Starling dachte kurz nach. Vielleicht war es gar nicht das Schlechteste, den Doktor in ein Paar Tagen noch einmal aufzusuchen. Sollte er wirklich der Täter sein, überlegte sie, wäre es gut, wenn er sich beobachtet fühlen würde. Das könnte ihn zu einem Fehler verleiten.
Clarice nickte ihm freundlich zu. „In Ordnung, Dr. Lecter. Da dies ja kein formelles Verhör ist, steht es Ihnen natürlich frei, unser Gespräch auf ein anderes Mal zu verschieben. Im Laufe der Woche werde ich mich einfach erneut bei Ihnen melden – auch wenn ich noch nicht genau sagen kann, wann das sein wird. Ich hoffe, Sie werden einen schönen Abend mit Ihren Gästen verbringen, Doktor!“ Starling erhob sich und Griff nach Ihrer Handtasche. Auch Dr. Lecter stand auf und ging zur Tür, die er für die junge Agentin aufhielt.
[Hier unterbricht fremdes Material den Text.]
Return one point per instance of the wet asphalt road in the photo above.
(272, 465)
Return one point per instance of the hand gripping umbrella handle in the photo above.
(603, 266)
„Vielen Dank für Ihr Verständnis, Clarice. Ich werde Sie noch zu Ihrem Auto begleiten, wenn es Ihnen Recht ist“, sagte Dr. Lecter zuvorkommend.
Als Clarice wieder in ihrem Wagen saß und sich auf dem Weg nach Quantico befand, konnte sie sich des Eindrucks nicht erwehren, etwas wichtiges übersehen zu haben.